Fields and roadside margins are bursting with tiny suns in spring – dandelion flowers. If you take a close look, you’ll see that they are exceptionally beautiful – a flower arranger’s dream – if only they weren’t deemed weeds. Alas, they are usually overlooked, particularly as an ingredient in wine-making. But it’s worth having a go at creating this amber nectar. First, gather a carrier bag full of heads, but avoid the stalks – you just want the petals.
Put them in a fermenting vessel with 450g of chopped sultanas, 250ml of freshly brewed tea, 700g sugar and 5ml citric acid. Pour on 7l of boiling water. Stir to dissolve the sugar, leave to cool to about 18-20°C then add a sachet of wine yeast. Grate the rind of two oranges into the mix, and their juice (strain this before adding). Stir, cover with a tight lid and leave for 9-10 days.

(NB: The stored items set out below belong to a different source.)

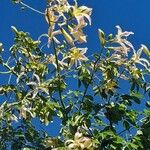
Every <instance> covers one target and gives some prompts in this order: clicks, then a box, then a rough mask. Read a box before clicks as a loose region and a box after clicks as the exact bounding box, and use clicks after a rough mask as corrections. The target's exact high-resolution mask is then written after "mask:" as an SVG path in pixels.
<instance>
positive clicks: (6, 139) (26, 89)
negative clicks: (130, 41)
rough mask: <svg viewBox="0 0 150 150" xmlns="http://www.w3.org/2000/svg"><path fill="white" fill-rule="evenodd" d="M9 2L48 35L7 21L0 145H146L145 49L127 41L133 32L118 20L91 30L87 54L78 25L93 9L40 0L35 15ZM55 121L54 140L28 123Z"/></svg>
mask: <svg viewBox="0 0 150 150" xmlns="http://www.w3.org/2000/svg"><path fill="white" fill-rule="evenodd" d="M12 2H13V3H14V4H16V5H21V7H22V8H23V9H26V8H27V9H31V10H33V11H34V13H40V14H41V15H43V17H45V21H46V22H47V34H42V35H38V36H37V39H36V40H34V39H33V38H32V37H31V36H30V34H29V33H28V32H24V31H20V29H17V28H16V27H14V26H12V32H13V33H14V43H13V45H12V46H11V47H10V55H9V57H8V58H4V57H3V54H4V53H5V51H7V50H6V49H5V48H4V47H3V44H2V43H0V75H4V74H6V75H9V80H8V82H7V83H6V84H3V85H0V98H1V103H0V124H1V126H0V149H2V150H7V149H11V150H51V149H52V150H106V149H110V150H122V149H123V150H131V149H133V150H148V149H150V110H149V108H150V101H149V97H150V80H149V79H150V76H149V75H150V50H149V49H148V47H147V46H146V45H144V44H141V45H140V47H139V49H135V48H134V45H133V44H132V43H131V42H130V41H129V40H128V37H129V36H131V35H133V34H134V33H133V32H131V31H124V30H123V29H122V28H121V27H120V26H119V25H117V26H116V34H111V33H110V34H108V35H107V34H105V32H104V31H103V30H102V29H98V31H97V33H98V34H97V35H96V36H97V38H99V43H100V45H99V50H98V51H97V52H95V53H94V54H92V55H91V56H87V55H86V52H87V50H88V48H87V46H85V45H86V44H87V35H86V33H85V31H84V29H85V28H86V26H88V25H91V24H92V19H91V14H92V8H89V7H87V6H84V5H82V4H81V5H79V4H78V2H77V1H76V0H74V1H72V2H70V1H69V0H47V5H46V6H45V12H41V11H39V10H36V9H35V8H32V7H31V6H29V5H27V4H26V3H24V2H22V1H21V0H12ZM45 39H46V40H47V42H46V43H45ZM83 44H84V45H83ZM43 49H44V50H43ZM45 50H47V52H45ZM124 86H127V87H128V90H127V91H125V90H124ZM139 108H140V109H139ZM54 119H57V120H59V122H61V123H60V125H58V126H59V127H60V130H59V133H58V135H57V136H55V137H53V136H51V135H50V133H48V132H46V131H45V130H43V129H37V127H36V125H35V124H34V123H33V120H40V122H41V123H42V124H44V125H45V126H48V125H49V124H51V123H52V122H53V120H54Z"/></svg>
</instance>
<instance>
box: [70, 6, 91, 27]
mask: <svg viewBox="0 0 150 150" xmlns="http://www.w3.org/2000/svg"><path fill="white" fill-rule="evenodd" d="M91 14H92V8H88V7H86V6H80V7H78V6H72V15H73V16H74V17H75V18H76V19H77V22H78V24H80V22H81V21H82V20H83V19H84V18H86V19H87V20H88V21H89V24H90V25H91ZM84 21H85V20H84Z"/></svg>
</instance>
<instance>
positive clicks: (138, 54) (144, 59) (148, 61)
mask: <svg viewBox="0 0 150 150" xmlns="http://www.w3.org/2000/svg"><path fill="white" fill-rule="evenodd" d="M144 49H147V47H146V46H145V45H143V44H142V45H141V48H140V49H139V50H138V51H137V52H136V51H134V54H133V56H132V60H133V61H134V62H135V63H138V64H141V65H142V66H144V67H145V69H147V70H148V71H150V61H148V60H147V59H145V58H141V54H142V51H143V50H144Z"/></svg>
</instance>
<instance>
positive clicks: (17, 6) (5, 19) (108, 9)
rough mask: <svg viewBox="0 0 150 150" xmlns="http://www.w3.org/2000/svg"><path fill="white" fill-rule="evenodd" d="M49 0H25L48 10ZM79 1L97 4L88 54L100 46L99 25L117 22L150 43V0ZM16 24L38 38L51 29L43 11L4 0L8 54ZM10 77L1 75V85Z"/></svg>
mask: <svg viewBox="0 0 150 150" xmlns="http://www.w3.org/2000/svg"><path fill="white" fill-rule="evenodd" d="M45 1H46V0H45ZM45 1H44V0H24V1H23V2H25V3H27V4H29V5H31V6H32V7H35V8H37V9H39V10H41V11H43V12H44V9H45V3H44V2H45ZM70 1H71V0H70ZM78 2H79V4H83V5H86V6H88V7H91V8H93V14H92V26H89V27H87V29H86V31H87V34H88V47H89V50H88V55H90V54H92V53H93V51H96V50H98V49H99V40H98V36H97V35H98V34H97V29H98V28H101V29H103V30H104V31H105V32H106V33H112V32H113V33H114V32H115V31H116V29H115V26H116V25H120V26H121V27H122V28H123V29H125V30H127V31H133V32H134V33H135V35H134V36H132V37H131V38H130V39H131V41H132V43H133V44H134V45H135V48H138V47H139V46H140V44H141V43H142V44H146V45H147V46H148V47H150V20H149V19H150V9H149V8H150V0H78ZM12 25H13V26H16V27H17V28H18V29H19V30H23V31H27V32H29V33H30V34H31V36H32V37H33V38H34V39H37V38H38V37H39V36H40V35H41V34H42V33H47V23H46V22H45V19H44V17H43V16H42V15H40V14H37V13H35V12H32V11H31V10H28V9H26V10H24V11H21V10H20V7H18V6H16V5H13V4H12V3H11V2H10V0H0V42H2V43H4V47H5V57H7V54H8V53H7V52H8V51H9V47H10V45H11V44H12V43H13V33H12V32H11V26H12ZM7 79H8V78H3V79H2V78H1V79H0V85H1V84H2V83H3V82H5V81H6V80H7ZM47 129H48V128H47ZM52 134H55V132H53V133H52Z"/></svg>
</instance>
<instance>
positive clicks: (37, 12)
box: [20, 1, 45, 15]
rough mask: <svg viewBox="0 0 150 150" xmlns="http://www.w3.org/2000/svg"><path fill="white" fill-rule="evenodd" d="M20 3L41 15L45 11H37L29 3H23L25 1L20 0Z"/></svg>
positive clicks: (43, 14) (27, 7)
mask: <svg viewBox="0 0 150 150" xmlns="http://www.w3.org/2000/svg"><path fill="white" fill-rule="evenodd" d="M20 4H21V5H23V6H24V7H27V8H29V9H30V10H32V11H35V12H37V13H39V14H41V15H45V13H43V12H41V11H39V10H37V9H35V8H33V7H31V6H29V5H27V4H25V3H23V2H21V1H20Z"/></svg>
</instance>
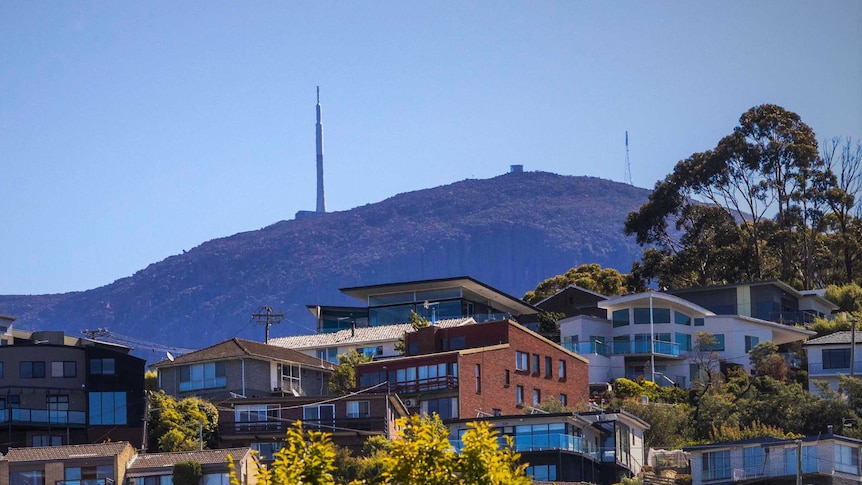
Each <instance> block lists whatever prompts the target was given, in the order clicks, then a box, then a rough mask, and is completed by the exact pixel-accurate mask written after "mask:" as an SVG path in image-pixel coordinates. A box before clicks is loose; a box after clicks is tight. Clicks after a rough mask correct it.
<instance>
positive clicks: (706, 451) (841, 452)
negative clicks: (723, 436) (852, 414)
mask: <svg viewBox="0 0 862 485" xmlns="http://www.w3.org/2000/svg"><path fill="white" fill-rule="evenodd" d="M860 449H862V441H860V440H857V439H852V438H847V437H845V436H839V435H833V434H832V433H827V434H826V435H817V436H809V437H806V438H802V439H799V440H781V439H776V438H768V437H767V438H755V439H748V440H741V441H731V442H724V443H714V444H709V445H700V446H692V447H688V448H685V449H684V450H685V451H687V452H689V453H691V478H692V485H701V484H715V485H720V484H725V483H728V484H729V483H741V482H744V483H750V484H757V483H763V484H767V483H768V484H774V485H793V484H796V483H815V484H822V485H832V484H847V483H862V474H860V462H859V457H860ZM797 477H799V478H801V480H802V481H801V482H800V481H799V480H798V478H797Z"/></svg>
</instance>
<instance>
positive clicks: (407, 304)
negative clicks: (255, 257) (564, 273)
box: [308, 276, 541, 332]
mask: <svg viewBox="0 0 862 485" xmlns="http://www.w3.org/2000/svg"><path fill="white" fill-rule="evenodd" d="M341 292H342V293H344V294H345V295H347V296H350V297H353V298H355V299H357V300H359V301H361V302H363V303H364V305H365V306H362V307H359V306H357V307H346V306H320V305H309V306H308V309H309V311H310V312H311V313H312V315H314V317H315V319H316V320H317V330H318V332H335V331H338V330H343V329H349V328H351V327H353V326H355V327H357V328H359V327H376V326H380V325H392V324H399V323H405V322H408V321H409V320H410V312H411V311H415V312H416V313H417V314H419V315H420V316H422V317H424V318H426V319H428V321H430V322H432V323H433V322H436V321H437V320H444V319H461V318H472V319H473V320H475V321H477V322H484V321H491V320H501V319H504V318H508V319H511V320H514V321H517V322H519V323H522V324H529V323H534V322H535V321H536V315H537V314H538V313H539V312H540V311H541V310H539V309H538V308H536V307H535V306H533V305H530V304H528V303H525V302H524V301H523V300H521V299H520V298H517V297H514V296H511V295H509V294H506V293H504V292H502V291H500V290H498V289H496V288H493V287H491V286H489V285H486V284H485V283H482V282H480V281H478V280H475V279H473V278H470V277H469V276H459V277H453V278H439V279H431V280H420V281H407V282H400V283H387V284H380V285H370V286H356V287H351V288H342V289H341Z"/></svg>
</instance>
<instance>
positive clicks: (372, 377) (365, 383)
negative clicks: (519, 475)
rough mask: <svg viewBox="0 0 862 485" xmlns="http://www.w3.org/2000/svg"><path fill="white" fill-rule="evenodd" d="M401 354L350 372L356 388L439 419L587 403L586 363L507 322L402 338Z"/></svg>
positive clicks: (546, 342) (571, 354)
mask: <svg viewBox="0 0 862 485" xmlns="http://www.w3.org/2000/svg"><path fill="white" fill-rule="evenodd" d="M406 343H407V345H406V347H407V349H406V350H407V352H406V355H405V356H404V357H399V358H392V359H385V360H380V361H372V362H368V363H364V364H360V365H358V366H357V367H356V375H357V380H358V382H359V385H360V388H363V389H364V388H369V387H373V386H378V385H380V384H384V383H385V385H386V387H387V389H388V390H389V391H390V392H393V393H397V394H398V395H399V396H401V398H402V399H403V400H404V403H405V405H406V406H407V408H408V409H409V410H410V411H411V412H414V413H415V412H421V413H427V414H431V413H435V412H436V413H437V414H439V415H440V417H441V418H442V419H444V420H445V419H462V418H467V417H471V416H477V415H483V414H486V415H504V414H519V413H523V412H524V410H525V409H527V408H530V407H535V406H538V405H539V404H540V403H541V402H542V401H543V400H545V399H547V398H550V397H554V398H556V399H558V400H560V401H561V402H562V403H563V404H575V403H579V402H585V401H586V400H587V398H588V397H589V396H588V388H587V375H588V369H587V359H585V358H584V357H581V356H579V355H577V354H575V353H573V352H570V351H568V350H566V349H564V348H562V347H560V346H559V345H558V344H555V343H553V342H551V341H550V340H548V339H546V338H544V337H542V336H541V335H539V334H537V333H535V332H533V331H531V330H529V329H527V328H525V327H523V326H521V325H520V324H518V323H516V322H513V321H511V320H498V321H493V322H486V323H477V324H474V325H464V326H459V327H450V328H440V327H437V326H434V325H432V326H429V327H426V328H421V329H419V330H417V331H415V332H412V333H409V334H407V342H406Z"/></svg>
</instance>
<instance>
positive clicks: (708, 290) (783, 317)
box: [667, 280, 838, 325]
mask: <svg viewBox="0 0 862 485" xmlns="http://www.w3.org/2000/svg"><path fill="white" fill-rule="evenodd" d="M667 293H669V294H671V295H676V296H679V297H681V298H684V299H686V300H688V301H690V302H692V303H694V304H696V305H699V306H701V307H703V308H706V309H707V310H709V311H711V312H713V313H714V314H716V315H737V316H744V317H751V318H756V319H758V320H766V321H768V322H778V323H787V324H791V325H792V324H800V325H804V324H808V323H812V322H813V321H814V319H815V318H831V315H832V313H833V312H835V311H837V310H838V306H837V305H835V304H834V303H832V302H831V301H829V300H827V299H826V298H825V294H826V290H823V289H819V290H805V291H798V290H796V289H794V288H793V287H792V286H790V285H788V284H787V283H784V282H783V281H779V280H771V281H758V282H750V283H736V284H730V285H712V286H701V287H693V288H684V289H676V290H668V291H667Z"/></svg>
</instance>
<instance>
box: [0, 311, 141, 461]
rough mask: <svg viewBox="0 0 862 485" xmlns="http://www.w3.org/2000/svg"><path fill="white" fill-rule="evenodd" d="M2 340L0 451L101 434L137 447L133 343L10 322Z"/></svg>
mask: <svg viewBox="0 0 862 485" xmlns="http://www.w3.org/2000/svg"><path fill="white" fill-rule="evenodd" d="M2 343H3V344H4V345H0V443H2V445H0V448H2V450H4V451H5V450H6V449H7V448H10V447H15V448H18V447H24V446H58V445H67V444H82V443H93V442H100V441H105V440H113V441H129V442H131V443H133V444H134V445H136V446H137V445H140V442H141V436H142V429H141V428H142V419H143V415H144V365H145V361H144V360H143V359H139V358H137V357H134V356H132V355H130V354H129V352H130V351H131V349H130V348H128V347H124V346H121V345H117V344H112V343H106V342H100V341H96V340H90V339H86V338H77V337H69V336H66V335H64V334H63V332H54V331H44V332H23V331H18V330H11V329H8V328H7V331H6V332H5V335H3V339H2Z"/></svg>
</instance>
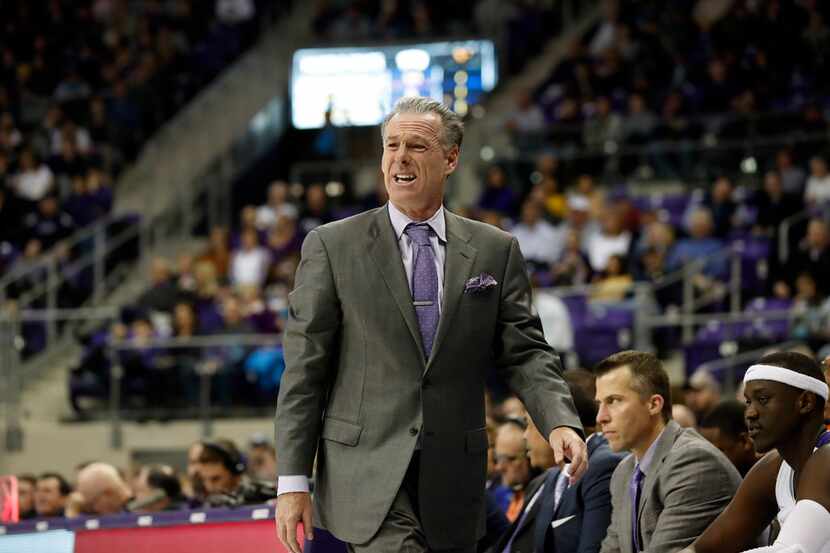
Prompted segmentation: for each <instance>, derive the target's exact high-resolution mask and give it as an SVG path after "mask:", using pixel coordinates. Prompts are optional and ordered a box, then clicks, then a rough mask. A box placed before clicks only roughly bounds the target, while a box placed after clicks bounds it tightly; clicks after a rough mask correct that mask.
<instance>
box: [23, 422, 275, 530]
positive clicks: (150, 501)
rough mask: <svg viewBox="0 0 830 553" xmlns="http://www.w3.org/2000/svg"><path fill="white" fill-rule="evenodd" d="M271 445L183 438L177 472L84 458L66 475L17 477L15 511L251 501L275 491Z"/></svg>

Strain out the solids through fine muslin, return the liquid to the bucket and leave for a further 5-6 days. After this, siphon into a 5-litre demijon, leaving as much of the deposit behind as possible. If it is not full, top up with cooled, boiled water. Fit an airlock and leave in a warm place to ferment. Once the air has stopped bubbling through the airlock, it’s ready to bottle. Leave for six months before tasting!